My Simple Sugar Wash

Post by swishy »

I'm new to this site, but I've been doing my own distilling for quite a while now. This is an awesome site and to help it out, I thought I'd add my own recipe to the mix. As the topic states, this is an extremely simple sugar wash.

Ingredients:

5 KG (or 27 cups, same amount) White or Brown sugar (I almost always use white, it's better to make flavored liqueurs and my "rye." Brown is more sweet with a slight rum taste.)
1 Jar 113G Fleischmann's Traditional Baker's Yeast
4.5 Gallons Water
6 Gallon carboy w/burper

Dissolve the 5 KG of sugar in the water. I usually boil water, pour it in the carboy and add the sugar until all sugar is dissolved. I top it off to 5 gallons.
Let it cool to 82F.
Add whole jar of yeast, no need to stir.
Put burper on top
Let sit for 3-4 weeks at room temperature
After this time, most of the sediment sinks to the bottom. I then siphon the top off, avoiding the sediment and run it through my reflux still.

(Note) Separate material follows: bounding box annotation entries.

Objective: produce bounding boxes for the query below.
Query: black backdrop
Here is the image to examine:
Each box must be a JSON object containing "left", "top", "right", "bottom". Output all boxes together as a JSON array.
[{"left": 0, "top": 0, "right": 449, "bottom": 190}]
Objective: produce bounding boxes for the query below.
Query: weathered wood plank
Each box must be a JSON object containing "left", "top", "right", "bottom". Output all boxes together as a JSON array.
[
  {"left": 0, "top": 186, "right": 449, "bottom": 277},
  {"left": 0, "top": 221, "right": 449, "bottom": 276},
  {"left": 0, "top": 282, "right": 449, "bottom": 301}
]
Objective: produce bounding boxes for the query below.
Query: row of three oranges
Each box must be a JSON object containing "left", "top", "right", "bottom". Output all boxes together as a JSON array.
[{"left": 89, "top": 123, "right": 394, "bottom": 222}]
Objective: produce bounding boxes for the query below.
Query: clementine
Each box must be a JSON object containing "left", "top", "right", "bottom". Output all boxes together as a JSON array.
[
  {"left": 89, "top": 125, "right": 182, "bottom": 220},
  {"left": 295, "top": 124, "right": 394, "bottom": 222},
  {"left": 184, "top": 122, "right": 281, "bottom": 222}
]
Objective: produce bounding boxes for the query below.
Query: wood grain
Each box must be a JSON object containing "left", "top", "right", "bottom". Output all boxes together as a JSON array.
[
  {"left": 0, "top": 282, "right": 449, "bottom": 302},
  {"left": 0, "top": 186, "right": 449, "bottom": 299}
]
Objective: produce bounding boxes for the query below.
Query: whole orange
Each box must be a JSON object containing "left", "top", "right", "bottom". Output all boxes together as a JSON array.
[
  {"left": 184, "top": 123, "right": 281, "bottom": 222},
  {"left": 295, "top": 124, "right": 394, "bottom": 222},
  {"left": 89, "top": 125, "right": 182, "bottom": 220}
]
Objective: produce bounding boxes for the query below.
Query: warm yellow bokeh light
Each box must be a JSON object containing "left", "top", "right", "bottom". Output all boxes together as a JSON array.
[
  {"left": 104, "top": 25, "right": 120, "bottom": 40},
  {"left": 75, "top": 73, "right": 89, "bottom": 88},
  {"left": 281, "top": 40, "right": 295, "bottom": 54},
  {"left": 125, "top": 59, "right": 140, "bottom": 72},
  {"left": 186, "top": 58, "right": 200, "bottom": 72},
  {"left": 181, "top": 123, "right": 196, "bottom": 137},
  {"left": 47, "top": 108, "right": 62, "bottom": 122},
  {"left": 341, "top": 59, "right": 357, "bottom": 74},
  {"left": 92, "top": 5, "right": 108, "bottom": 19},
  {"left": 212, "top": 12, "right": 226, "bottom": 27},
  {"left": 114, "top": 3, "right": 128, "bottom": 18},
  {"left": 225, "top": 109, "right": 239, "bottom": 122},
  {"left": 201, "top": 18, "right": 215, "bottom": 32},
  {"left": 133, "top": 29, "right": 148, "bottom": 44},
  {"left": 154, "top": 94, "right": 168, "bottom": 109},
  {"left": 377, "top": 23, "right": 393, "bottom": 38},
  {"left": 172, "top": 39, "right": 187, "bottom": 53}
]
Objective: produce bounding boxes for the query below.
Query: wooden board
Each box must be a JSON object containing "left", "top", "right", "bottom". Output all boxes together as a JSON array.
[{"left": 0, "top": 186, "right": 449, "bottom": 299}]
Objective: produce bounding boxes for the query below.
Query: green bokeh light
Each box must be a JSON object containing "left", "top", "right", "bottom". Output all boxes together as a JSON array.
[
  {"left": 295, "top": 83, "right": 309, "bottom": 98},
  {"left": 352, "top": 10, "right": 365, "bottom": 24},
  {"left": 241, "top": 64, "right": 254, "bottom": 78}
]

For the first 3-4 hours of fermentation, quite a head is produced on top of the wash. The burper is bubbling an almost steady stream of bubbles. After four hours, it quiets down a bit and goes pretty steady for the next 36 hours or so.

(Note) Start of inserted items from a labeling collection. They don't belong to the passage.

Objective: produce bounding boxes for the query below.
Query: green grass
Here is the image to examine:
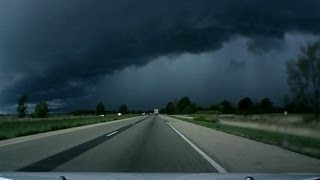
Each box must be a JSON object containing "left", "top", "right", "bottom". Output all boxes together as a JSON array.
[
  {"left": 174, "top": 117, "right": 320, "bottom": 159},
  {"left": 0, "top": 114, "right": 137, "bottom": 140}
]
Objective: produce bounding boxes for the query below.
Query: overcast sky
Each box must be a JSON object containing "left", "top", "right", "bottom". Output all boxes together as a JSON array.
[{"left": 0, "top": 0, "right": 320, "bottom": 113}]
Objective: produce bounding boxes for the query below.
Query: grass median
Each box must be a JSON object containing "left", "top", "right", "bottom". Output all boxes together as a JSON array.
[
  {"left": 0, "top": 114, "right": 138, "bottom": 140},
  {"left": 174, "top": 117, "right": 320, "bottom": 159}
]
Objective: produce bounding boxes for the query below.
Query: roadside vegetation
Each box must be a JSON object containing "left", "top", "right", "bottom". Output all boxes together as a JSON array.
[
  {"left": 173, "top": 114, "right": 320, "bottom": 159},
  {"left": 0, "top": 114, "right": 137, "bottom": 140}
]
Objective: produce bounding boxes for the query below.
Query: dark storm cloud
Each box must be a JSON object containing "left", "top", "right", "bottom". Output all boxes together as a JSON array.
[{"left": 0, "top": 0, "right": 320, "bottom": 108}]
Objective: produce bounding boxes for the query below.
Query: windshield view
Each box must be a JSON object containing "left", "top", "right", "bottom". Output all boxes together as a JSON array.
[{"left": 0, "top": 0, "right": 320, "bottom": 180}]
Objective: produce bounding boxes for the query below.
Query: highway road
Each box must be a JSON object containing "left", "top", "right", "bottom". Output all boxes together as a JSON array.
[
  {"left": 0, "top": 116, "right": 217, "bottom": 172},
  {"left": 0, "top": 115, "right": 320, "bottom": 173}
]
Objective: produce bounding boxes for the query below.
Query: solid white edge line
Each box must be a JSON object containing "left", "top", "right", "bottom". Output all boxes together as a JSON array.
[
  {"left": 167, "top": 122, "right": 227, "bottom": 173},
  {"left": 107, "top": 131, "right": 118, "bottom": 137}
]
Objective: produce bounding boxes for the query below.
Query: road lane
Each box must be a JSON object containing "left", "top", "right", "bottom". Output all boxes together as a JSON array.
[
  {"left": 163, "top": 116, "right": 320, "bottom": 173},
  {"left": 0, "top": 117, "right": 144, "bottom": 171},
  {"left": 53, "top": 116, "right": 216, "bottom": 172}
]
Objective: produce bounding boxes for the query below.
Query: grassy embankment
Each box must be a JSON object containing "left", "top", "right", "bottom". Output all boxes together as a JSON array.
[
  {"left": 171, "top": 114, "right": 320, "bottom": 159},
  {"left": 0, "top": 114, "right": 138, "bottom": 140}
]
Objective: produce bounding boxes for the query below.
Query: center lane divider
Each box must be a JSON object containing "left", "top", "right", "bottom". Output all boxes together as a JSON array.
[{"left": 16, "top": 117, "right": 150, "bottom": 172}]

With this recipe, I've never had a batch go bad and I've always had good alcohol yields 16-19%. One of my favourite drinks is my "rye." I take the alcohol and cut it (it typically runs out of the still at 92-94% alcohol) 50/50 with water. I then fill a forty ounce bottle and put in four tablespoons of toasted oak chips. I let it sit for 24 hours, stir the contents and then filter out the chips. It isn't true rye whiskey, but it does the trick for now. Shortly, I'm going to try a real rye mash and see how that works out for me. If anyone has any questions or comments, let me know.